Pas de chance pour lui, Métral est beau, beau comme le camion qu’il conduit de main de maître pour le père d’Angela, enfant gâtée et sans scrupule dont il fait vibrer les courbes de voiture de luxe. Une carlingue magnifique, bien au-dessus de ses moyens, et Métral le sait. Alors, si ça ne l’empêche pas de foncer vers cet amour en sens unique, ça le met en situation de n’être pas toujours maître de son véhicule et d’accepter de franchir l’une ou l’autre ligne continue pour tenir la route. Par manque de visibilité et d’anticipation, il lui en coûtera un permis de suivre son petit bonhomme de chemin comme il l’entend pendant quinze longues années. Quinze ans de stationnement à ronger son frein pendant que grandit loin de lui quelqu’un qui devrait l’appeler Papa.
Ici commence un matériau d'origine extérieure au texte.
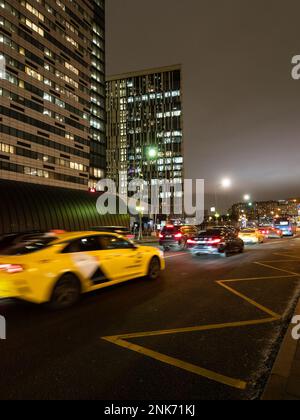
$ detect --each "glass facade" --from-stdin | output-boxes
[0,0,106,189]
[106,66,184,204]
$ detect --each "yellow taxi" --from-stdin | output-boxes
[239,229,266,245]
[0,232,165,309]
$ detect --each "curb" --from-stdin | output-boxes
[261,300,300,401]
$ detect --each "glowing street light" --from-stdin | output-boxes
[221,178,232,189]
[147,147,158,159]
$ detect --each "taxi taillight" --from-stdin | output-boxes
[0,264,24,274]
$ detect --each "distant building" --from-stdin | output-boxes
[0,0,106,190]
[106,66,184,217]
[231,199,300,220]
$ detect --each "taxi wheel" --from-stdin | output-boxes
[147,257,161,280]
[49,274,81,310]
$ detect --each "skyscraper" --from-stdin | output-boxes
[106,66,184,215]
[0,0,106,190]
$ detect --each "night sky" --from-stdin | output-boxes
[106,0,300,209]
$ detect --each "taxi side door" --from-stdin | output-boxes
[100,235,144,281]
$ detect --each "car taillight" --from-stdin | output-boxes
[0,264,24,274]
[175,233,183,239]
[208,238,222,245]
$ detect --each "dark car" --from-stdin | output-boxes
[0,230,45,252]
[187,228,245,257]
[159,225,199,251]
[90,226,135,240]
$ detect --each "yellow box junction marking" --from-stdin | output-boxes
[102,253,300,390]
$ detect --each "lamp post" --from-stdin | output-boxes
[146,146,158,229]
[215,178,232,217]
[136,204,145,241]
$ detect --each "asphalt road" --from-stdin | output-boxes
[0,239,300,400]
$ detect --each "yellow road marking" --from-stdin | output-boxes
[104,338,247,390]
[165,252,189,259]
[254,261,300,277]
[103,315,280,342]
[217,281,281,319]
[217,274,299,283]
[102,253,300,390]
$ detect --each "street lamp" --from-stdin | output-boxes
[136,205,145,241]
[215,178,232,217]
[146,146,160,229]
[221,178,232,189]
[147,146,158,159]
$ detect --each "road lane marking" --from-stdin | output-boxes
[254,261,300,277]
[165,252,189,259]
[104,338,247,390]
[103,316,278,342]
[220,274,299,283]
[217,281,281,319]
[102,253,300,390]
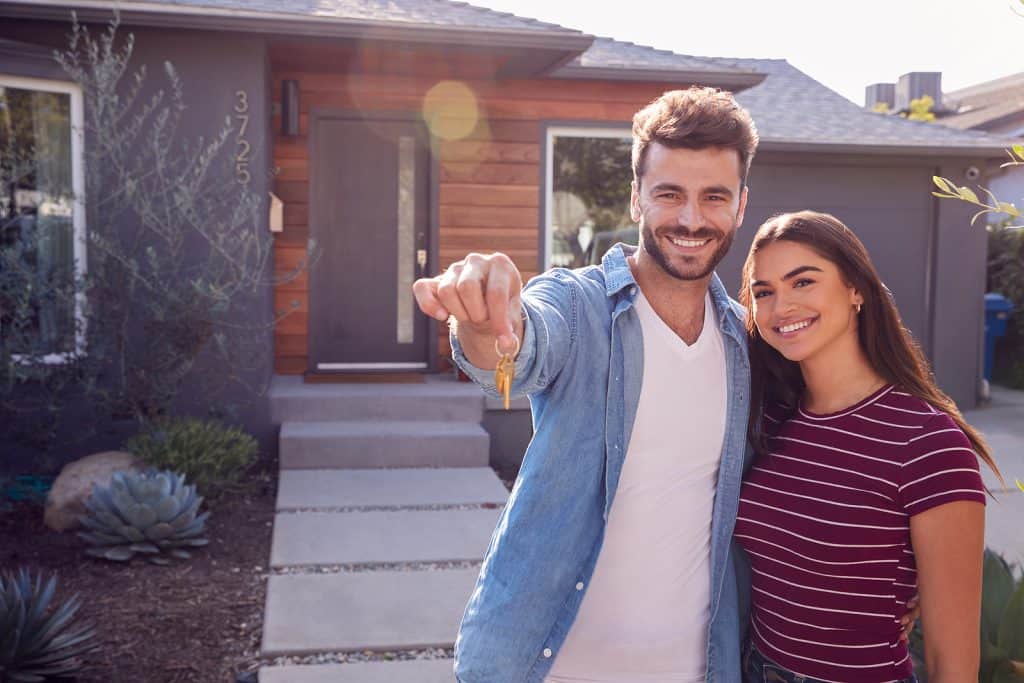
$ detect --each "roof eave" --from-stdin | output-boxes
[0,2,594,54]
[758,138,1006,159]
[549,66,767,91]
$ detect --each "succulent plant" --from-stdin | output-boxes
[0,569,98,683]
[79,469,210,564]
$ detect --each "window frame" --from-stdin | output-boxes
[540,123,633,272]
[0,72,88,365]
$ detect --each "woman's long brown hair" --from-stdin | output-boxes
[739,211,1005,483]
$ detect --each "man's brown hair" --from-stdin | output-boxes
[633,86,758,187]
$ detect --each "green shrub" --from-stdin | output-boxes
[125,418,259,498]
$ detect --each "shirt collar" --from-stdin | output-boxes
[601,243,742,329]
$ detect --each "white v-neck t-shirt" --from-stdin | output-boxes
[546,293,727,683]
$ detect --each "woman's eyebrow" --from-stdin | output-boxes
[751,265,824,287]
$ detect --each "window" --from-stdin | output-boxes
[0,75,86,362]
[545,127,639,268]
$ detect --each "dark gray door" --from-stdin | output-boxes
[309,116,430,372]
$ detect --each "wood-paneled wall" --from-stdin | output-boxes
[271,45,685,374]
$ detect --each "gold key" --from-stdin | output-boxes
[495,337,519,411]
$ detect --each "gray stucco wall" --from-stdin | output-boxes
[0,19,276,470]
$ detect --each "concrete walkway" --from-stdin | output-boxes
[259,467,508,683]
[964,386,1024,567]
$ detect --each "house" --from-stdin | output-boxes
[864,72,1024,223]
[0,0,1005,471]
[939,72,1024,211]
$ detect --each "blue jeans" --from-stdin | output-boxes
[743,643,918,683]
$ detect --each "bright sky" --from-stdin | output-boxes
[470,0,1024,104]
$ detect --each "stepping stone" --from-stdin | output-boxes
[262,569,478,656]
[270,509,501,567]
[278,467,508,510]
[985,489,1024,565]
[259,659,455,683]
[269,375,484,424]
[279,420,490,470]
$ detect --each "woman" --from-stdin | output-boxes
[735,211,995,683]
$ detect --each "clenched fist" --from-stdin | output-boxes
[413,253,522,368]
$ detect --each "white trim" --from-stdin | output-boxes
[0,73,88,365]
[543,126,633,270]
[316,362,427,370]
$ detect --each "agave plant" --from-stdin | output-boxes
[79,470,210,564]
[910,550,1024,683]
[0,569,98,683]
[978,550,1024,683]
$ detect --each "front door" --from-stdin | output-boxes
[309,115,430,373]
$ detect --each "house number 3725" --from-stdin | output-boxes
[234,90,252,185]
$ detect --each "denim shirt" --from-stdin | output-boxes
[452,245,750,683]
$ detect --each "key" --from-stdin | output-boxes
[495,337,519,411]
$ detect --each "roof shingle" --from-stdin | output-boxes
[735,59,1010,152]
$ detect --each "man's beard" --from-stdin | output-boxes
[641,224,736,281]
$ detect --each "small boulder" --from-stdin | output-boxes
[43,451,142,531]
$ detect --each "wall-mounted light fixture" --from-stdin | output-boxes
[281,80,299,135]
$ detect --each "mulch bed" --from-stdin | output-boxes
[0,471,275,683]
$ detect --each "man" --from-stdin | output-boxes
[414,88,758,683]
[414,87,915,683]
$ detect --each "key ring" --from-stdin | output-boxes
[495,335,519,358]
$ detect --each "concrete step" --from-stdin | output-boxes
[269,375,484,424]
[278,467,508,510]
[280,420,490,470]
[262,569,477,656]
[270,509,501,567]
[259,659,455,683]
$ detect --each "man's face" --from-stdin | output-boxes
[630,142,746,281]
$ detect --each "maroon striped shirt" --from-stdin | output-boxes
[735,386,985,683]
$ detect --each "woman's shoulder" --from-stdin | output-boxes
[858,385,955,430]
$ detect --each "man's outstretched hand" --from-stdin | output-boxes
[413,253,522,368]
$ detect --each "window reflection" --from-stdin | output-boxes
[0,86,75,352]
[550,133,638,268]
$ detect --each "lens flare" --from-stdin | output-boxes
[423,81,480,140]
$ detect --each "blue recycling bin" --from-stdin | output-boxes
[985,293,1014,382]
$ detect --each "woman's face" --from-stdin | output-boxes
[751,241,863,362]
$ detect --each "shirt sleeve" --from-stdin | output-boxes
[899,413,985,516]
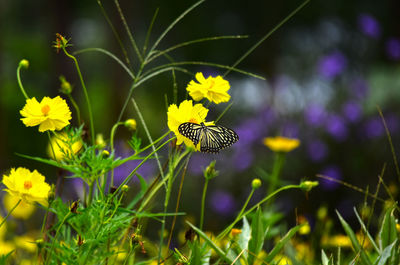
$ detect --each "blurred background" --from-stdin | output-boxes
[0,0,400,229]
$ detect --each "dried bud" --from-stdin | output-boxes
[124,119,136,131]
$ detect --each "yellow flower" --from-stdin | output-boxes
[3,193,36,219]
[167,100,210,149]
[20,96,71,132]
[186,73,231,104]
[3,167,50,205]
[47,132,82,161]
[0,240,15,255]
[264,136,300,153]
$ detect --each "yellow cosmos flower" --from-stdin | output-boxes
[167,100,210,149]
[47,133,83,161]
[3,193,36,219]
[186,73,231,104]
[3,167,50,205]
[20,96,71,132]
[263,136,300,153]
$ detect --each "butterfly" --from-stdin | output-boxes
[178,122,239,153]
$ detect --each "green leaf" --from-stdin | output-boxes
[321,249,329,265]
[375,240,397,265]
[353,208,382,254]
[186,221,232,264]
[247,207,265,264]
[378,207,397,250]
[127,173,148,210]
[265,225,303,263]
[336,211,372,265]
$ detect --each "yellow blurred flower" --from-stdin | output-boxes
[3,167,50,205]
[186,73,231,104]
[0,240,15,255]
[14,235,37,253]
[274,254,293,265]
[263,136,300,153]
[3,193,36,219]
[20,96,71,132]
[167,100,212,150]
[47,132,83,161]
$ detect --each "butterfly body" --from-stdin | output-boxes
[178,122,239,153]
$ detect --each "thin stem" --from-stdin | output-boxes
[68,94,81,125]
[17,63,29,99]
[199,178,210,230]
[62,46,95,144]
[114,0,143,62]
[0,199,22,227]
[223,0,310,76]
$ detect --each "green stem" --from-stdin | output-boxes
[68,94,81,125]
[108,122,124,187]
[0,199,22,227]
[199,178,210,230]
[47,131,57,160]
[216,185,301,241]
[17,64,29,99]
[62,47,95,144]
[267,152,286,194]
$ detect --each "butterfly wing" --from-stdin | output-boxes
[178,122,203,146]
[200,125,239,153]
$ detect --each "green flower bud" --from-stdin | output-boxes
[251,178,262,189]
[19,59,29,69]
[300,180,318,192]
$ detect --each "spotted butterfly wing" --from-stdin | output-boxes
[178,122,239,153]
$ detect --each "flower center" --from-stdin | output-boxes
[24,180,32,190]
[42,105,50,116]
C’est la première incursion de Nicolas Kempf dans la pure fiction, hors des cases de la BD historique, où il officie comme scénariste depuis plusieurs années, ou des biographies dont il accompagne la rédaction, et, pour une première sortie de route, il fait preuve d’une belle maîtrise. Car malgré l’une ou l’autre incohérence un peu difficile à avaler (l’énorme naïveté de Métral et la rupture narrative un peu acrobatique…), on se laisse emporter par la fluidité de son style et l’immense capital sympathie dont il dote sa figure centrale. On retrouve dans la solidité de la construction de chaque personnage toute l’expérience acquise au contact de tant de vies racontées et on jurerait, en les quittant, avoir croisé leur regard au coin d’une rue strasbourgeoise, avoir surpris leurs conversations dans un café du coin, les avoir rencontrés, vraiment, car leurs portraits sont denses et précis et leurs voix claires et distinctes lorsqu’elles ricochent dans les dialogues plein de vie de leur facétieux créateur. C’est la très grande force de cet attachant roman.